With Taylor's agreement, the usual House-Senate negotiations were avoided and the legislation was ready for Senate action. The Senate, setting aside the SST issue for a brief period, passed the Voyageurs legislation on December 22. Blatnik hoped to get action on his bill before the Christmas recess, but it was late getting over from the Senate to the House side, which delayed final action until the House reconvened after the Christmas break.

On the afternoon of December 29, with only sixty members in attendance, Representative Roy Taylor asked for unanimous consent to accept the minor Senate changes in H.R. 10482. Following several questions and comments regarding game management and state land donation, the bill was passed by voice vote without opposition. In the waning hours of the Ninety-first Congress, the eight-year campaign for Voyageurs came to a close. President Nixon signed the authorizing legislation on January 8, 1971 at the "western White House" in San Clemente, California.

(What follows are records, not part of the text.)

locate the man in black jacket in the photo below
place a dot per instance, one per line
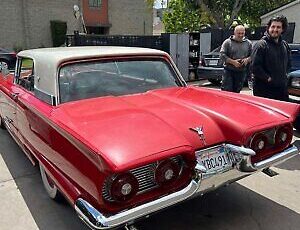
(271, 62)
(235, 53)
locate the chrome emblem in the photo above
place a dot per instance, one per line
(199, 131)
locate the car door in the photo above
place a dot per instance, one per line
(8, 99)
(24, 86)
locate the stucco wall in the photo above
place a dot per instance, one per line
(131, 17)
(293, 15)
(11, 23)
(26, 23)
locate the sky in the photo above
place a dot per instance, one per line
(157, 3)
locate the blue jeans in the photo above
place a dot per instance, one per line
(233, 81)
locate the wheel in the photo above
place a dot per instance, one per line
(214, 81)
(2, 126)
(49, 185)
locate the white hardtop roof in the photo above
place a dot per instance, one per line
(47, 60)
(61, 54)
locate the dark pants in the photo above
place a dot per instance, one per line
(233, 81)
(262, 89)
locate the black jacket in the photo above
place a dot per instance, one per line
(271, 59)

It all began on June 27, 1962 with a consensus statement drafted by Elmer L. Andersen on behalf of the director of the National Park Service, Minnesota Department of Conservation officials, the director of the Minnesota Historical Society, and representatives of the Minnesota and Ontario Paper Company, the largest landowner on the Kabetogama Peninsula, declaring that the beautiful Kabetogama Peninsula and surrounding lakes should be made available to a larger public, "while preserving its wilderness character for posterity. Establishing it as a national park would be an excellent way of accomplishing these objectives." [437] Only one hurdle remained before Voyageurs National Park could officially join the others in the National Park System— approval of the land donation process in the 1971 session of the Minnesota Legislature.